Here’s a frame I grabbed from the DVD of “Rumblefish” where some black halation occurred when making dupes of shots for optical transitions:
Here’s some photos I took during our scouts, treated by me in Photoshop to evoke the feeling I’m going after, just that I probably softened them a bit more than I intended because I don’t know how to get the blacks to glow other than to do a Gaussian blur overlay:
We’ve settled on doing the D.I. at Warners Motion Picture Imaging, who did “The Astronaut Farmer” for the Polish Brothers. So far, I’ve managed to enlist the services of Reduser regular (and San Francisco local) Dane Brehm as our DIT, and we should be doing a small test next week that we can put through the paces to create our dailies workflow and give me something to color-correct at Warners MPI.

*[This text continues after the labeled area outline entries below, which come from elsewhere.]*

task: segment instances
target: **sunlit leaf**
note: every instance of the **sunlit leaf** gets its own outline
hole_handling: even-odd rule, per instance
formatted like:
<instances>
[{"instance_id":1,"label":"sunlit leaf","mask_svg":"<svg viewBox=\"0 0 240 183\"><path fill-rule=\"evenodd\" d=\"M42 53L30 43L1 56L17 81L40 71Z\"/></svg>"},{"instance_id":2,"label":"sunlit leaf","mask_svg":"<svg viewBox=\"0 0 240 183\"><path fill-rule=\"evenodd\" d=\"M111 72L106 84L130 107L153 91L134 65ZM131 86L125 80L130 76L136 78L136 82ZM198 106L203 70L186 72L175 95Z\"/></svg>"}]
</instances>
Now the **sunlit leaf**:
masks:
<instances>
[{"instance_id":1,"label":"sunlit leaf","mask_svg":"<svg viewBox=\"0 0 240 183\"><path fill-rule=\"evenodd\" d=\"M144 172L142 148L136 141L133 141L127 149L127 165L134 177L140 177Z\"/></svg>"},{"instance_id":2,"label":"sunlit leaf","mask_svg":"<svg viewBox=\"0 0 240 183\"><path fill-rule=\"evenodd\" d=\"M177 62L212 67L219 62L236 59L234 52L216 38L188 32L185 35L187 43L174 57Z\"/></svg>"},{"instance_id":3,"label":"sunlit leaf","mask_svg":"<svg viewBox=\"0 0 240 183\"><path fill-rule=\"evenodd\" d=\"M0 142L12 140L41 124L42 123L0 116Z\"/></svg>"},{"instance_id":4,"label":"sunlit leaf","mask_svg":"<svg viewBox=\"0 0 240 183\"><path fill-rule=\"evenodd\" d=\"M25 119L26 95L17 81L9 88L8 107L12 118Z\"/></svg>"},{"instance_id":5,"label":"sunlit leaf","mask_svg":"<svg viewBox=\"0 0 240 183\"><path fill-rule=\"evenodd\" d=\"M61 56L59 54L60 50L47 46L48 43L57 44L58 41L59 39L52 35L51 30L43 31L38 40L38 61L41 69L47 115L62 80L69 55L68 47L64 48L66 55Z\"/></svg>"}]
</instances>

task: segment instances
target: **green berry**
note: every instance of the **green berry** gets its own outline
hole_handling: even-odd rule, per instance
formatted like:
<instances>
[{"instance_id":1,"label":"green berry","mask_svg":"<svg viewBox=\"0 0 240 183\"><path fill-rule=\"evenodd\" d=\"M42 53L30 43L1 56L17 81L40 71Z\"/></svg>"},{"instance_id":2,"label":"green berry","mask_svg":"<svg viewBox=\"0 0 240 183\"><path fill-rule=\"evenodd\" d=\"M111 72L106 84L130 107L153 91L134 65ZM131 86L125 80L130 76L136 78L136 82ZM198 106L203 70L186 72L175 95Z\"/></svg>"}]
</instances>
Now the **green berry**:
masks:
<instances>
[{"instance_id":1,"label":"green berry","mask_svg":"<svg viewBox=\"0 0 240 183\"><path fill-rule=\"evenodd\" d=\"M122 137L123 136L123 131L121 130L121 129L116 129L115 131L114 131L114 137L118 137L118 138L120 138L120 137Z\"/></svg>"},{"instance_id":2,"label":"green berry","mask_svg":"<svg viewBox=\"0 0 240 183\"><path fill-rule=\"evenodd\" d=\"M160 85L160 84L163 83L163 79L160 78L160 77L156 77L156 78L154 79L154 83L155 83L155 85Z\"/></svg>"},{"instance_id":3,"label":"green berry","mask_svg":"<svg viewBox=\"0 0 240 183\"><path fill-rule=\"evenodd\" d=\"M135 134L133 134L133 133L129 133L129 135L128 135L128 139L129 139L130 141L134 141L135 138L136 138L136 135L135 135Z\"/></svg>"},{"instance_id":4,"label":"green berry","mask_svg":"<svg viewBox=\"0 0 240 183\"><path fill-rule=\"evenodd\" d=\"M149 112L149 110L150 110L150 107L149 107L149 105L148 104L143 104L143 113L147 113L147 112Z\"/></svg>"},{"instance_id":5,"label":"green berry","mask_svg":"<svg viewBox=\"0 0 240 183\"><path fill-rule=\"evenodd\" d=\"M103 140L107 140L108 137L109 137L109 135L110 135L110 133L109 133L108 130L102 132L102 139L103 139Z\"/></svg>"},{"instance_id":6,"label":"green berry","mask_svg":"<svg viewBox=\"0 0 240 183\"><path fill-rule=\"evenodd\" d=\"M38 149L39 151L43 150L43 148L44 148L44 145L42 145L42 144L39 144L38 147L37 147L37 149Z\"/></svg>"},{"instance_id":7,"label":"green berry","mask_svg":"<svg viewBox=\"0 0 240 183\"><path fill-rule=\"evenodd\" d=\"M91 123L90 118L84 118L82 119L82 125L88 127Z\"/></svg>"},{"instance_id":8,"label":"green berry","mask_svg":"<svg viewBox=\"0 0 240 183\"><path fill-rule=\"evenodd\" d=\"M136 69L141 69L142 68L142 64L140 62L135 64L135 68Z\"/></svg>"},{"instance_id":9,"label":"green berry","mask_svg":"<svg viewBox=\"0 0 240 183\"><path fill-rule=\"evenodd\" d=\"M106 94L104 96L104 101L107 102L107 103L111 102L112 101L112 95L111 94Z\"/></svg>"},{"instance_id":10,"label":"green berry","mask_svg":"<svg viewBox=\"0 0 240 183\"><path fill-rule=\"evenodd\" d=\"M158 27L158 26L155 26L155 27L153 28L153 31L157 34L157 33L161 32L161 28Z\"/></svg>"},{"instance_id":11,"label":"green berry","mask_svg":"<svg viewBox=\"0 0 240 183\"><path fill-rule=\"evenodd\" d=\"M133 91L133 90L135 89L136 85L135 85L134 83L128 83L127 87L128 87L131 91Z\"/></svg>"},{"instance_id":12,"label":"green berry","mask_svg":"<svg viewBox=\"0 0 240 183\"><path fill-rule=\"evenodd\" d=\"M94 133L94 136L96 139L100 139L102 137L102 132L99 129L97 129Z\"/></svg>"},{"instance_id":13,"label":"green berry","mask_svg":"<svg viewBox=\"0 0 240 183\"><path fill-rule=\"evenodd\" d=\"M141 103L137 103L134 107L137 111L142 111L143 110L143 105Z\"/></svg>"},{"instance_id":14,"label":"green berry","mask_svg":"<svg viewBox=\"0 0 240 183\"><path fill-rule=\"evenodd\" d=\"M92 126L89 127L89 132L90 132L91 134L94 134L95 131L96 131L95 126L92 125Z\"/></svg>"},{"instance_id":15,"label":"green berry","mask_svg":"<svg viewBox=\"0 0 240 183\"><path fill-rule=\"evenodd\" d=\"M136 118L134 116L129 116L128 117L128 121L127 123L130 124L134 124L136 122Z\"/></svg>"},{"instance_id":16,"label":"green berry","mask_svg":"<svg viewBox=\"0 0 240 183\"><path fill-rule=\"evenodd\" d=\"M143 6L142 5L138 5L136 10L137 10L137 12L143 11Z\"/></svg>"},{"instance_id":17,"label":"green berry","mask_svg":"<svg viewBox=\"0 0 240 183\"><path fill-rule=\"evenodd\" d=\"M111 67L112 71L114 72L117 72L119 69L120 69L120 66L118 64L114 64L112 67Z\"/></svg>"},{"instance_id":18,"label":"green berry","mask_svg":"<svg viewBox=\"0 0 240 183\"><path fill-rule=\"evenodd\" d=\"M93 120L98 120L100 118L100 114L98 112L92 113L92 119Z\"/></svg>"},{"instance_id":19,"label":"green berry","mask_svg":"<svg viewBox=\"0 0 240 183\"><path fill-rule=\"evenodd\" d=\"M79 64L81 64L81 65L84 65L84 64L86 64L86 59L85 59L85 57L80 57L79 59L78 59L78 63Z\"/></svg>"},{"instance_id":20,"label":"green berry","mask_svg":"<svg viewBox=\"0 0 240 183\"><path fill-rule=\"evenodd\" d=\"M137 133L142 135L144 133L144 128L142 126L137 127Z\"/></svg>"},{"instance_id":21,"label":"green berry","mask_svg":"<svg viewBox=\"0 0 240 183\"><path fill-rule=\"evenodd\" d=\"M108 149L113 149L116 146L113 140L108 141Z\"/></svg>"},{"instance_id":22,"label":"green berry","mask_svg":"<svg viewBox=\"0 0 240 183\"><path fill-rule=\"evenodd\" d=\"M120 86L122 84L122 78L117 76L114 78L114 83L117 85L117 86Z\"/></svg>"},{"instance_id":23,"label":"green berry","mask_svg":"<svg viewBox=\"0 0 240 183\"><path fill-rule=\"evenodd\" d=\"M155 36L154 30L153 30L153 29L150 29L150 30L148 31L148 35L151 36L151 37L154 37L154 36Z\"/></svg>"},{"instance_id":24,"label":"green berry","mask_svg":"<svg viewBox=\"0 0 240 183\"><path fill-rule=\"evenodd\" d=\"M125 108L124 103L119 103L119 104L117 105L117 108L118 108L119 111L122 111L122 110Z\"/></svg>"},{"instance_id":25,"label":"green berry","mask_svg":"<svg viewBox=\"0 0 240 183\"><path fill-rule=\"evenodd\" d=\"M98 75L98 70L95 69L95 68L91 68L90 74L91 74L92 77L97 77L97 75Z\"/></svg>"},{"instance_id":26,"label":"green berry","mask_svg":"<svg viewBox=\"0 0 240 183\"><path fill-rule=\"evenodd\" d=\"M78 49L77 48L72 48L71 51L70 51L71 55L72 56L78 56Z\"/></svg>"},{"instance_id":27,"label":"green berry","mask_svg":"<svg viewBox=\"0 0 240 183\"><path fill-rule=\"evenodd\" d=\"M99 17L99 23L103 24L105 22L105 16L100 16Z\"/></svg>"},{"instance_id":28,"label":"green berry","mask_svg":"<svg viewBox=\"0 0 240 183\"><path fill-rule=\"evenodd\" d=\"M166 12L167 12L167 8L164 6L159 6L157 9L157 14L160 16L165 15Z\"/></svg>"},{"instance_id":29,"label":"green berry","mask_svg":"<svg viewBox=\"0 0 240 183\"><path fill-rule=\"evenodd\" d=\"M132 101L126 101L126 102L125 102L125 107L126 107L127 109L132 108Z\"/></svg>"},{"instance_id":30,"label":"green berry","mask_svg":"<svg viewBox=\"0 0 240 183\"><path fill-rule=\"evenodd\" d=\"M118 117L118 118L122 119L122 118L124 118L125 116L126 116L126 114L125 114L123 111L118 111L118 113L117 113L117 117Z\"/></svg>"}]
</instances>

I’m guessing right now that we will shoot 5K 2:1 with a 5:1 compression, composed for cropping to 2.40 : 1. I liked this approach on my other two Red movies with the Polish Brothers, shooting 2:1 and framing for 2.40 : 1, it gives me a little bit of wiggle room for fixing the framing occasionally in post plus makes it a bit easier to create the 16x9 full-frame HD version for TV broadcast later.